Recognizing that diverse syndromes share vessel-wall inflammation helps organize a large and otherwise confusing group of diseases, and the size-based framework underlies how these conditions are described and studied. This entry is a conceptual map of the field for reference and education and is not a basis for individual diagnosis or treatment.

Epidemiology

As a group the vasculitides are uncommon, and individual syndromes vary widely in frequency, age distribution, and geography; giant cell arteritis predominates in older adults of northern European ancestry, whereas some small-vessel forms occur across the lifespan.

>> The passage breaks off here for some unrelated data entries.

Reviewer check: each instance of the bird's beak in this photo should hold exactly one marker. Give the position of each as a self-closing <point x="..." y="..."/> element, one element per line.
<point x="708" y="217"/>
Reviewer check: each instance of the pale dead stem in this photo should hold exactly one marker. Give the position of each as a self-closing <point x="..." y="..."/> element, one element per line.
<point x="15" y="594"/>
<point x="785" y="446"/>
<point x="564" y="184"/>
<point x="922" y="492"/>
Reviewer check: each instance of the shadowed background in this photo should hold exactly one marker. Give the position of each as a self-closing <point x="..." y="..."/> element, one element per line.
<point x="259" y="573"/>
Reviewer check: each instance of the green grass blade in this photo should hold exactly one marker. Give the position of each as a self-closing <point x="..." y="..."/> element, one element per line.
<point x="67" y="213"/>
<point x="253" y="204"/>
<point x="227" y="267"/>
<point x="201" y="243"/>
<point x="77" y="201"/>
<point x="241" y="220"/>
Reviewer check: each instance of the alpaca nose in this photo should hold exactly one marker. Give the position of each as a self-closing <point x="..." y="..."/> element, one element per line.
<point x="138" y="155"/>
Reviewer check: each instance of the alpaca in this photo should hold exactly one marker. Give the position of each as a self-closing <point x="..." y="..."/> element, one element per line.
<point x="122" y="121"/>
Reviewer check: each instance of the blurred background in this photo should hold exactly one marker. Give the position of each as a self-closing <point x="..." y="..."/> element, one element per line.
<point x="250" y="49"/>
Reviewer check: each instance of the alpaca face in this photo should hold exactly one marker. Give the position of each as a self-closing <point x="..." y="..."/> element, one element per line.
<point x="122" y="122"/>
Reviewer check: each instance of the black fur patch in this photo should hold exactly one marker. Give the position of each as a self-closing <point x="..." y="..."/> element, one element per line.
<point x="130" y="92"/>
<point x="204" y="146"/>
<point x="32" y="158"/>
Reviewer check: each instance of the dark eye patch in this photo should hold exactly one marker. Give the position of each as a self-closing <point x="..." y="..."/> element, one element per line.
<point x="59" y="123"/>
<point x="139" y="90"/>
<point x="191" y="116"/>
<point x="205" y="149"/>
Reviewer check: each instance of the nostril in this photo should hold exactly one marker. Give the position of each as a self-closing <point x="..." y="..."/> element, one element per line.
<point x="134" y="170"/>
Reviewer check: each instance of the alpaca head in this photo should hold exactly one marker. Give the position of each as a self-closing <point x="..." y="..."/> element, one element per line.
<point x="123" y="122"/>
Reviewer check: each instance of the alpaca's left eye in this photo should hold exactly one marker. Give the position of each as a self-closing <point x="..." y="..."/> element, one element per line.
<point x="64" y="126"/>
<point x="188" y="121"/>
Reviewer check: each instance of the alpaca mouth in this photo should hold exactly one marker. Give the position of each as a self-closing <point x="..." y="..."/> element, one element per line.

Population-level detail is given in the individual topic entries.

Evidence & guidelines

The 2012 Revised International Chapel Hill Consensus Conference nomenclature is the reference framework for naming and grouping the vasculitides, and professional bodies such as EULAR and the American College of Rheumatology publish classification criteria and management recommendations for the major syndromes. These statements are described here for orientation and are not reproduced as actionable protocols.

History

Individual vasculitic diseases were described across the nineteenth and twentieth centuries under varied eponyms, and successive efforts at unified classification culminated in the Chapel Hill Consensus Conferences of 1994 and 2012, which provided the size-based nomenclature now widely used.

Key figures

  • J. Charles Jennette
  • Ronald J. Falk
  • Cornelia Weyand
  • Jörg Goronzy

Related topics

Seminal works

  • jennette-2013-chcc
  • hellmich-2020-lvv

Frequently asked questions

How are the vasculitides classified?
The most widely used framework, from the 2012 Revised Chapel Hill Consensus Conference, groups them primarily by the size of the vessels predominantly affected (large, medium, and small), with further distinctions based on immunologic features such as ANCA association or immune-complex deposition.
What is the difference between primary and secondary vasculitis?
Primary vasculitis arises without an identified underlying cause, whereas secondary vasculitis occurs in the context of another condition such as an infection, a connective tissue disease, a drug exposure, or a malignancy.